Im Supermarktregal stehen sie nebeneinander: einmal „Blütenhonig“, einmal Sorten wie Raps, Linde oder Akazie. Doch was unterscheidet einen Sortenhonig eigentlich vom klassischen Blütenhonig? Die Antwort steckt in der Herkunft des Nektars. Hier erfährst du, wie sortenreiner Honig entsteht und welcher Typ wofür am besten passt.
Was ist ein Sortenhonig?
Ein Sortenhonig stammt überwiegend aus dem Nektar einer einzigen Pflanzenart. Damit ein Honig zum Beispiel als „Rapshonig“ oder „Lindenhonig“ verkauft werden darf, muss der prägende Anteil des Nektars von dieser Trachtpflanze kommen – erkennbar an Pollenbild, Geschmack, Farbe und weiteren Merkmalen. Bekannte Sortenhonige sind etwa Rapshonig, Lindenhonig oder Akazienhonig.
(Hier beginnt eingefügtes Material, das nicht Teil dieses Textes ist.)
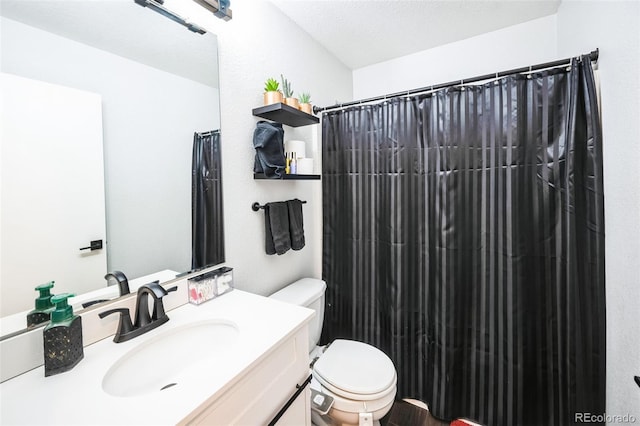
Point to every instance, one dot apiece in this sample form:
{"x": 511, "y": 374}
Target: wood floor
{"x": 405, "y": 414}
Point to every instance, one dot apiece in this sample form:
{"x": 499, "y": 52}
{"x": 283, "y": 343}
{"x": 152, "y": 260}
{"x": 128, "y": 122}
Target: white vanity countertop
{"x": 77, "y": 397}
{"x": 18, "y": 321}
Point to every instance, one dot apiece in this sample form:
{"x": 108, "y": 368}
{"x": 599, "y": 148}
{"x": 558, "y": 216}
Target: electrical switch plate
{"x": 320, "y": 402}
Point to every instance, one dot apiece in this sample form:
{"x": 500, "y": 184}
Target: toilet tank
{"x": 307, "y": 292}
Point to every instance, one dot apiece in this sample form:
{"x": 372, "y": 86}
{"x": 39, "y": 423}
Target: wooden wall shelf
{"x": 261, "y": 176}
{"x": 285, "y": 114}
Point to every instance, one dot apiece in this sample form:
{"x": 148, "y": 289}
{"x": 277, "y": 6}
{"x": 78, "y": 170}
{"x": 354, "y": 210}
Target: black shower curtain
{"x": 207, "y": 224}
{"x": 464, "y": 236}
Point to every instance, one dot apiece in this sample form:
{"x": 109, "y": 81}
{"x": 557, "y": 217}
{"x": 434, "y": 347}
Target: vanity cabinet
{"x": 257, "y": 396}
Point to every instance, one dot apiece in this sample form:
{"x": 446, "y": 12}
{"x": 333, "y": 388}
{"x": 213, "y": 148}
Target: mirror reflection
{"x": 99, "y": 147}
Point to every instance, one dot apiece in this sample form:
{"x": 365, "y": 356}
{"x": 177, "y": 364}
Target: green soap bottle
{"x": 44, "y": 307}
{"x": 62, "y": 338}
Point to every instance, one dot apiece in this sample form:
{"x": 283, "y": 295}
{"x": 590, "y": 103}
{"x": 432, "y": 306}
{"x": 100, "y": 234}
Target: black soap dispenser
{"x": 62, "y": 338}
{"x": 44, "y": 307}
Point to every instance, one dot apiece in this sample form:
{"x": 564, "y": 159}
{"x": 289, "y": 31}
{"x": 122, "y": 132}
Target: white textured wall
{"x": 261, "y": 42}
{"x": 614, "y": 28}
{"x": 524, "y": 44}
{"x": 147, "y": 114}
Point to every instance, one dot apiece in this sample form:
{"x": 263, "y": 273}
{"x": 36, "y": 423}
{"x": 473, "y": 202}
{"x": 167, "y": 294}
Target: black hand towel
{"x": 268, "y": 141}
{"x": 296, "y": 228}
{"x": 276, "y": 228}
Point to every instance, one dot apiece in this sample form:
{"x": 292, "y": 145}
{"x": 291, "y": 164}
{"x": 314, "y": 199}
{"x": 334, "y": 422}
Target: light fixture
{"x": 186, "y": 12}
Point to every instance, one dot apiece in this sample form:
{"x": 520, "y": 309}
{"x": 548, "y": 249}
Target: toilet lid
{"x": 355, "y": 368}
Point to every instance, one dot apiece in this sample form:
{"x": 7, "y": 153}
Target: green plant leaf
{"x": 286, "y": 87}
{"x": 271, "y": 85}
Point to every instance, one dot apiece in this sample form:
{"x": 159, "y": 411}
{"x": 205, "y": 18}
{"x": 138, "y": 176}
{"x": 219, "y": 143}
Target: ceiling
{"x": 365, "y": 32}
{"x": 125, "y": 29}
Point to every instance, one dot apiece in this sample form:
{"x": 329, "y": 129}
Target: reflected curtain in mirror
{"x": 464, "y": 236}
{"x": 206, "y": 198}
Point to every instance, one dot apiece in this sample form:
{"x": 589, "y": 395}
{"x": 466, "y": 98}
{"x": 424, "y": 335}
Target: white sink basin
{"x": 171, "y": 358}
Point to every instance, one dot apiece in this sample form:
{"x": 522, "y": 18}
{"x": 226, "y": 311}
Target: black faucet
{"x": 144, "y": 321}
{"x": 118, "y": 277}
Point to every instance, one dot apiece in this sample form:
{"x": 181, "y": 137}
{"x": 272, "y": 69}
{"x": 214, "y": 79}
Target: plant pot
{"x": 306, "y": 107}
{"x": 272, "y": 97}
{"x": 292, "y": 102}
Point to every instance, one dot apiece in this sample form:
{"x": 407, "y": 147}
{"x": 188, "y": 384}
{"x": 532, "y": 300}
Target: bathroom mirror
{"x": 157, "y": 84}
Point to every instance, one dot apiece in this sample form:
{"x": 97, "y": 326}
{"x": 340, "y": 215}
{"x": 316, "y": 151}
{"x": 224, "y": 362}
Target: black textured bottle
{"x": 62, "y": 338}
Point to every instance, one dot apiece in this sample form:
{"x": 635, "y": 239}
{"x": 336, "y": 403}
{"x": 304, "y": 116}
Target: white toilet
{"x": 360, "y": 378}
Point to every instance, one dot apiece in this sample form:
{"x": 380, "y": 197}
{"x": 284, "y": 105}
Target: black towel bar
{"x": 256, "y": 206}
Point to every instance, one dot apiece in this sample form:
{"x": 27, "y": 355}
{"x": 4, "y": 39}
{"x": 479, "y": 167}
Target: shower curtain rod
{"x": 593, "y": 56}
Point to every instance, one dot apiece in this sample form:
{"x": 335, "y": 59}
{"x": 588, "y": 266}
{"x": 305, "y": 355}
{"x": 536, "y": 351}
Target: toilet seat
{"x": 356, "y": 371}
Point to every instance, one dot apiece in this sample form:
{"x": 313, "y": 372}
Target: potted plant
{"x": 305, "y": 103}
{"x": 288, "y": 93}
{"x": 272, "y": 94}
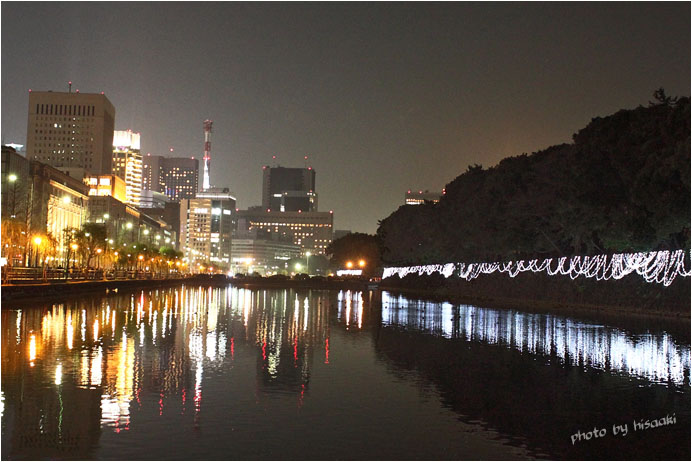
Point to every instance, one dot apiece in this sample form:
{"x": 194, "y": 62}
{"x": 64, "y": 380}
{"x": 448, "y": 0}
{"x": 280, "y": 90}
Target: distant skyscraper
{"x": 312, "y": 231}
{"x": 206, "y": 226}
{"x": 72, "y": 132}
{"x": 289, "y": 189}
{"x": 176, "y": 177}
{"x": 207, "y": 154}
{"x": 127, "y": 163}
Damit ein Sortenhonig sortenrein wird, muss der Imker zur richtigen Zeit ernten – nämlich dann, wenn die jeweilige Pflanze in Massen blüht und kaum andere Trachtquellen verfügbar sind. Das erfordert Erfahrung und Aufwand, weshalb Sortenhonige meist etwas teurer sind.
Was ist Blütenhonig?
Blütenhonig (auch Mischblütenhonig) entsteht aus dem Nektar vieler verschiedener Blüten. Die Bienen sammeln, was die Umgebung gerade bietet – Obstbäume, Wildblumen, Klee, Löwenzahn und vieles mehr. Dadurch schmeckt Blütenhonig je nach Region und Jahreszeit immer ein bisschen anders. Er ist ein ehrliches Abbild seiner Landschaft.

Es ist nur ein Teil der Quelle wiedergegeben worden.